Fig. 5(a) shows the crack image obtained by SOLOv2 segmentation. Fig. 5(b) is a schematic diagram of the crack image after skeleton extraction. Fig. 5(c) is a basic schematic diagram of crack calculation. This process clearly presents the bridge crack calculation.

Fig. 5Basic structure of image cracks

Basic structure of image cracks

a) Crack image

Basic structure of image cracks

b) Skeleton image

Basic structure of image cracks

c) Crack calculation

3. Performance analysis of crack segmentation method based on SOLOv2

To verify the performance of the proposed SOLOv2 method based on double self AM, corresponding experiments are designed to analyze the method. Then it is compared with commonly used methods to verify its application effects in bridge crack image segmentation. Then, the designed bridge crack calculation method is used to calculate the size of sample cracks, further optimizing the crack damage calculation method.

3.1. Performance analysis of bridge image segmentation based on SOLOv2

The experimental analysis is completed in the Windows 7 64 bit operating system. VS2015 is the development environment, developed in C++language. The CPU processor is Inter i3-3220, the running memory is 16GB, and the GPUiGeForce RTX2080Ti. The hardware experimental platform includes a lighting shooting platform experimental bench, a Basler acA2440-75umLET industrial area array camera, a flashing LED light array, and an industrial computer. The dataset used in the study includes the public crack dataset CRACK500 and CFD, as well as self captured bridge crack images. A total of 5246 bridge crack images were collected in the study. Among them, the CRACK500 dataset had a total of 3368 images, which have inconsistent sizes, including horizontal cracks, vertical cracks, and mesh cracks. The CFD contained a total of 118 images, all of which were 480X320 in size, including both horizontal and vertical cracks. After manual selection, removal, and other processing, 5000 images were obtained and divided into a training set and a validation set at a ratio of 7:3. At the same time, this dataset contained 2000 images with noisy environments. A total of 1760 crack images were collected independently, with varying sizes and three types of cracks. The learning rate had direct impacts on the convergence performance.

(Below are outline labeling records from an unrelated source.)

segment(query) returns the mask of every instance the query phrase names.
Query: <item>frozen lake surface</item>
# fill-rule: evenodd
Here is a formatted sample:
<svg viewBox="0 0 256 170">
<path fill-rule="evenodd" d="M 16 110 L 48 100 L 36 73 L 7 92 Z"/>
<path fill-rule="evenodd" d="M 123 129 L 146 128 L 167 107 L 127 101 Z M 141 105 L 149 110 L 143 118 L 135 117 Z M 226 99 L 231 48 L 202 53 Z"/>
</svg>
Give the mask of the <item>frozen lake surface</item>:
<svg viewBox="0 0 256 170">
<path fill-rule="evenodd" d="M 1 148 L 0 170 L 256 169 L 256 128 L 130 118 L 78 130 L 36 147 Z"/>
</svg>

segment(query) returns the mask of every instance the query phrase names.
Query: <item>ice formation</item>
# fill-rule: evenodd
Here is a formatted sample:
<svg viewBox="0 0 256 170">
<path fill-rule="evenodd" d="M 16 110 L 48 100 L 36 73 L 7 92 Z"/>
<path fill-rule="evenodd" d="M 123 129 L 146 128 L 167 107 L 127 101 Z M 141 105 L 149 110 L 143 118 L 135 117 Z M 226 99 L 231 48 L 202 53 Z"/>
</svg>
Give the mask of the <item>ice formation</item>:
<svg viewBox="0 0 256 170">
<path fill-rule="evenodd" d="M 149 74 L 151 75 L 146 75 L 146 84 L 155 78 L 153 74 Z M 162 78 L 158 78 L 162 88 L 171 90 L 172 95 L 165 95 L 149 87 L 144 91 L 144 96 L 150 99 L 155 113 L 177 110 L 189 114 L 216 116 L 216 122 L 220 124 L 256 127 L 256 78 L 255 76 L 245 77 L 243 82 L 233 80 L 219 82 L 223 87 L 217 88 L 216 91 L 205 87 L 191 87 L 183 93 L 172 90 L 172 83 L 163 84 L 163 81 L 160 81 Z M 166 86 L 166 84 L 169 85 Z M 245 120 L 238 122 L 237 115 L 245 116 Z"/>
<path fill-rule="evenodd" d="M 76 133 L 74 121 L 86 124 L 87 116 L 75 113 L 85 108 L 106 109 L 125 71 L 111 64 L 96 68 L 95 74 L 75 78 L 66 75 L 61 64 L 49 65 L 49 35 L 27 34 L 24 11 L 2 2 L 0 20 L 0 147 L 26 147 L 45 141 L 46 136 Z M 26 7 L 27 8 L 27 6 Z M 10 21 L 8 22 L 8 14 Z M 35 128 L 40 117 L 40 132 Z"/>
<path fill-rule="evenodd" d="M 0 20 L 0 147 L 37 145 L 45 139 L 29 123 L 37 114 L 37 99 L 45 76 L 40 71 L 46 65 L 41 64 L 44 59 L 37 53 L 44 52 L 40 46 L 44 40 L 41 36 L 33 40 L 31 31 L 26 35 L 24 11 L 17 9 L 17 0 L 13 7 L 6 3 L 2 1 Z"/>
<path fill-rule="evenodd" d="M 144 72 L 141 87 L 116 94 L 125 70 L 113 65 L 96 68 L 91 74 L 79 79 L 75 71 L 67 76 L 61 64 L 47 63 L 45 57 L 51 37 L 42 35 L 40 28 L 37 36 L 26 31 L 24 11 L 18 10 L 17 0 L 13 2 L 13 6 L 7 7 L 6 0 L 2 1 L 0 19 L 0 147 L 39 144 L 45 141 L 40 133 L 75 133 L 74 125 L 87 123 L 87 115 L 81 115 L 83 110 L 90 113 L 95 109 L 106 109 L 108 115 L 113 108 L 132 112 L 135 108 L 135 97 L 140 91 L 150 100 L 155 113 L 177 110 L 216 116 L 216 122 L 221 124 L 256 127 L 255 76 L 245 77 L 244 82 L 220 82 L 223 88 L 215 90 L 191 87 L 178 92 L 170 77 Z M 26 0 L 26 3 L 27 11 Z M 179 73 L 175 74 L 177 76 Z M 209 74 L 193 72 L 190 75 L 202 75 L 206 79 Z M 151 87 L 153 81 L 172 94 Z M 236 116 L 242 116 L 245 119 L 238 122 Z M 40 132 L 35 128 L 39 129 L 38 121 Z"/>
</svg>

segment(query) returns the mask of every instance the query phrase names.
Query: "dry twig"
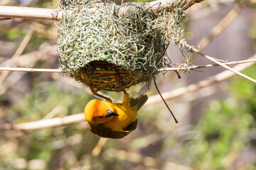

Therefore, the study first verified the model performance with different learning rate. The TensorBoard in the visualized TensorFlow model was used to record the loss values under different learning rate conditions, as displayed in Fig. 6. In Fig. 6, in the testing set, when the current learning rates were 0.001, 0.002, and 0.004, the convergence values were 0.52, 0.31, and 0.15, respectively. The loss value of the research method converged first. The convergence effect was significantly better than the other two learning conditions. It demonstrated that the learning rate of the research method was 0.002.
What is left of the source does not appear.